Os pedidos iniciais de auxílio-desemprego caíram em 4.000, para 203.000 em dado com ajuste sazonal na semana encerrada em 22 de ​agosto, informou o Departamento do Trabalho nesta quinta-feira. Economistas consultados pela Reuters ​previam 208.000 pedidos para a última semana.

Os pedidos estão oscilando na faixa inferior do intervalo de 189.000 a 230.000 para este ano, indicando ‌que as demissões permanecem baixas mesmo ​que as contratações estejam fracas. A taxa de desemprego dos EUA recuou novamente no mês passado ⁠para ​4,1%, um ​nível historicamente baixo.

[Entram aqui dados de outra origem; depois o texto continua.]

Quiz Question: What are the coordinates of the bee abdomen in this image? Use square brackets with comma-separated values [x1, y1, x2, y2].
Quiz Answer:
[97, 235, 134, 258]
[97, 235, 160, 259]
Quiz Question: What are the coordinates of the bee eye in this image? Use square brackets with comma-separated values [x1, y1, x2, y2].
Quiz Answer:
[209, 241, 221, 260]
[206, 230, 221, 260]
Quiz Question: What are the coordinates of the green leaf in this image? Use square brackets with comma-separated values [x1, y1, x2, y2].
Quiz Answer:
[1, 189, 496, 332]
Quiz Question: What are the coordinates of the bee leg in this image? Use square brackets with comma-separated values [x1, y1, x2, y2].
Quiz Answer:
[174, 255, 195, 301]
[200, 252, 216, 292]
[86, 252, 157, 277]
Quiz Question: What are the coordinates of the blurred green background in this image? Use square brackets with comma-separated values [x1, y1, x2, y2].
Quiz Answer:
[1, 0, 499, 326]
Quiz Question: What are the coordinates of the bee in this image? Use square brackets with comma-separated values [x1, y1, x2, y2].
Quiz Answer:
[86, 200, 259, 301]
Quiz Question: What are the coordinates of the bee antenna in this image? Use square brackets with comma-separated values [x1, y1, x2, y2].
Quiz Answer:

A estabilidade do mercado de trabalho, se ⁠mantida, pode permitir ​que o Federal Reserve mantenha seu foco na contenção da inflação, que vem ficando ​acima de sua meta de 2% há 65 meses consecutivos.

Um relatório ​separado do ⁠Departamento do Censo mostrou que o déficit comercial de ⁠bens dos EUA aumentou para US$118,8 bilhões em julho, ante US$101,4 bilhões em junho. As exportações caíram 2,9%, enquanto as importações aumentaram 3,7%.